Kendo is the traditional Japanese art of swordsmanship, and is translated literally as “the way of the sword”. Kendo practitioners are referred to as kendoka or kenshi.
Kendo is regularly practiced to discipline the human character by applying the principles of the Japanese sword (katana). The purpose is to mold both the body and mind, while cultivating a strong spirit.
The practice of Kendo comes with a variety of physical challenges that could lead to injuries. These challenges come from various factors such as practicing on hard wooden floors, repetitive movements, inadequate post training cool down, use of additional equipment, and ignorance to of minor injuries.
Through the practice of swinging the bamboo sword (shinai), repetitive overhead movement of the shoulder may easily occur more than 500 times within a standard 2 hour training session. Such repetitive movement may cause inflammation of muscles, tendons, bursa, ligaments and other structures when the kendoka does not possess good control of the shoulder or have proper technique. Rotator cuff muscles perform the control of the shoulder blade, which requires specific strengthening program to ensure optimal movement of the shoulder.

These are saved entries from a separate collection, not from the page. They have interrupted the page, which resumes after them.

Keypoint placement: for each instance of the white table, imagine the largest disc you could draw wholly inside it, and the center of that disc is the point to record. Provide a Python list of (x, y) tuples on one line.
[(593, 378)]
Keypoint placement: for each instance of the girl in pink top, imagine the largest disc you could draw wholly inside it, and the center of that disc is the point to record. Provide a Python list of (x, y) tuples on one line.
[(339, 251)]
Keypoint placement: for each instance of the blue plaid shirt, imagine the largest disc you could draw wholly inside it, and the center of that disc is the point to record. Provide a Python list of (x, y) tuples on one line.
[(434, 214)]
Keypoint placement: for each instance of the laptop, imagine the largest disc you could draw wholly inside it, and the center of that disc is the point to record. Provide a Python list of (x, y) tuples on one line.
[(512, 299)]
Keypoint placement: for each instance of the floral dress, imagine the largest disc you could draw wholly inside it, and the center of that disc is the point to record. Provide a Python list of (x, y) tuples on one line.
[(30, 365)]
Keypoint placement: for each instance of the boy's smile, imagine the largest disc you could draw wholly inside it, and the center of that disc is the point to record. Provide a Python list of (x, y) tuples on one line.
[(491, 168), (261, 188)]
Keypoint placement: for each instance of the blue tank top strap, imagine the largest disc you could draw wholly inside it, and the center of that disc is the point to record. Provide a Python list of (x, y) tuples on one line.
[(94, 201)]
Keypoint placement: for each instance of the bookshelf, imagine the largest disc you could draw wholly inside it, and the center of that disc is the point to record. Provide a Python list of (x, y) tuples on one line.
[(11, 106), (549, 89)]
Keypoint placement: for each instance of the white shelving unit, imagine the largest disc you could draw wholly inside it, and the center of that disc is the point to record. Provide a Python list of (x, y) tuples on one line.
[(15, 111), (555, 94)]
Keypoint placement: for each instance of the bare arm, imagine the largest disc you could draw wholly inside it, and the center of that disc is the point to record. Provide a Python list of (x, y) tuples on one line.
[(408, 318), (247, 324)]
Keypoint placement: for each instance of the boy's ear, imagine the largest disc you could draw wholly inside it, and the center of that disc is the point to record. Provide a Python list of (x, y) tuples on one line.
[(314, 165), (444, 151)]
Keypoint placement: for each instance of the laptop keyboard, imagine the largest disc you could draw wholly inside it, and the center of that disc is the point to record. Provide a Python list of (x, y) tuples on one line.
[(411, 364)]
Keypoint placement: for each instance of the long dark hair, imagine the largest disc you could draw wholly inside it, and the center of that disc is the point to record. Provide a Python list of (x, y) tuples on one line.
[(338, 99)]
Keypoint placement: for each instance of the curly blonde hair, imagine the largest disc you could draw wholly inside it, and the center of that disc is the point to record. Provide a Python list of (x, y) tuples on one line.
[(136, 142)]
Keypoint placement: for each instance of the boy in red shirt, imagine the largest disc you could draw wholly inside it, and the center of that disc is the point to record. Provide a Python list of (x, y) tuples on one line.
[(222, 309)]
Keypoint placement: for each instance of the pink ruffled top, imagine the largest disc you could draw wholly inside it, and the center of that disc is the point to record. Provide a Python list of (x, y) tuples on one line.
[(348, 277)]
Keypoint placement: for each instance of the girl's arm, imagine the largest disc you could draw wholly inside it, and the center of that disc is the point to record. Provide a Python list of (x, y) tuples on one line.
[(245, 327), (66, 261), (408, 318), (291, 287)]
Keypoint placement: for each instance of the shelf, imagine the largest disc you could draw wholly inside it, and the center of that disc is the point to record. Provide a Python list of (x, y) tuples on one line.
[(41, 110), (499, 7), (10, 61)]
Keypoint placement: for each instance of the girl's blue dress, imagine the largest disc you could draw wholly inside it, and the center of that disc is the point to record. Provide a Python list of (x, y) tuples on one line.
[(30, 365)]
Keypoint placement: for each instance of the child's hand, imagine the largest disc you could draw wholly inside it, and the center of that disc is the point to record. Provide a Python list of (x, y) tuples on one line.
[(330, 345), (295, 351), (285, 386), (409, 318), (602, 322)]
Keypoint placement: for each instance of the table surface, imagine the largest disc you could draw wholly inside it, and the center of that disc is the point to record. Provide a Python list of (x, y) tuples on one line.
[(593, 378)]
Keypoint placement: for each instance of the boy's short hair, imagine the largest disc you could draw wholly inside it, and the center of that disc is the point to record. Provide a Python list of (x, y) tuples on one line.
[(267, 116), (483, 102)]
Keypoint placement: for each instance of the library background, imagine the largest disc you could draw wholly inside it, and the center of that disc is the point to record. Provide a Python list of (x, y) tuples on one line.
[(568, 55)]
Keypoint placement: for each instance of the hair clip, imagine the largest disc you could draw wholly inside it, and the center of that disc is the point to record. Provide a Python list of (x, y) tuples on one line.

Basic cutting practice known as Suburi is performed as much as a 1000 times a session. Suburi places the elbow in extreme stress, especially the wrist extensors, with a high frequency of big angular changes on top of the quick gripping movement (tenouchi) at the end of suburi. This therefore may lead to tennis elbow, scientifically known as extensor tendinopathy, which has been shown to be a degenerative condition of the elbow extensors.
Suburi also causes repetitive stress on the structures within the wrist (Itadera et al., 2001). Additionally, direct blows are received during practice and competitive matches into the wrist joints, which may lead to traumatic and overuse injuries of the wrist.
Low Back Pain
The incidence of low back pain is very high in kendoka, mainly due to the shear stress at the intervertebral joint of the third and fourth levels, as well as the facet joints (Kishi et al., 2009). The activation of core muscles is very important in the prevention of low back pain.
Ankle and Foot Pain
Kendokas have a high risk of problems in their arches and feet – high as 83.3% – but are usually not seen in athletes with less than three years of training experience (Kishi et al., 2002). The right foot stamping action, fumikomi ashi, can occur up to 400 times within a session, and each time the foot hits the floor, it receives an impact that is up to four times body weight (Nunn et al., 1997). Kendokas are at high risk of repetitive strain injury to the foot, such as plantar fascitis, an inflammation of the fascia.
What can be done?
Warm ups are important as part of injury prevention and performance optimization with delayed onset muscle soreness (DOMS) being very common post kendo training. Warm ups need to include dynamic stretching, as static stretching has been shown to impair Kendo practice.
Cool downs and stretching
Adequate cool down and stretching helps to reduce heart rate and promote recovery to return the body to a pre-exercised level. They also help to reduce soreness, increase flexibility and minimize injury rates.
Functional Core and Body Biomechanics
Strong core muscles and optimal body biomechanics are essential in the practice of Kendo, to allow optimal energy transfer and stability throughout the movement. A strong core means a strong body foundation; the foundation for all Kendo movement. A functional core with optimal body biomechanics that supports your body when practicing Kendo will help to improve your Kendo performance while minimizing injuries.
Functional range, strength and conditioning
It is important to maintain optimal muscle extensibility and muscle strengths for the practice of Kendo. Specific stretching and the implementation of a strengthening program that is tailored to each individual will help prevent injuries from affecting your training regimes.
… and most importantly… NEVER IGNORE MINOR INJURIES.
List of References
Itadera, E., Ichikawa, N., Hashizume, H., & Inoue, H. (2001). Stress fracture of the ulnar styloid process in kendo player – a case report. Hand Surgery, 6:109-111.
Kishi, S., Yoshikawa, N., Chiba, S., Kashiwagi, M., Wada, T., Sakai, N., Sumiya, H., Fujiwara, M., & Hirohashi, K. (2002). A study of the lower leg and foot pains in kendo athletes – influence of kendo steps on the foot arch in a certain growth period. Japanese Journal of Clinical Sports Medicine, 10(1): 82-89.
Kishi, S., Ikuhiro, M., Kyosuke, T., Tsuyoshi., Y., & Toshiaki, S. (2009). Factors responsible for lower back pain in kendo practitioners. Journal of Physical Therapy Science, 21(2): 147-154.
Nunn, N., Dyas, J., & Dodd, I. (1997). Repetitive strain injury to the foot in elite women kendoka. British Journal of Sports Medicine, 31:68-69.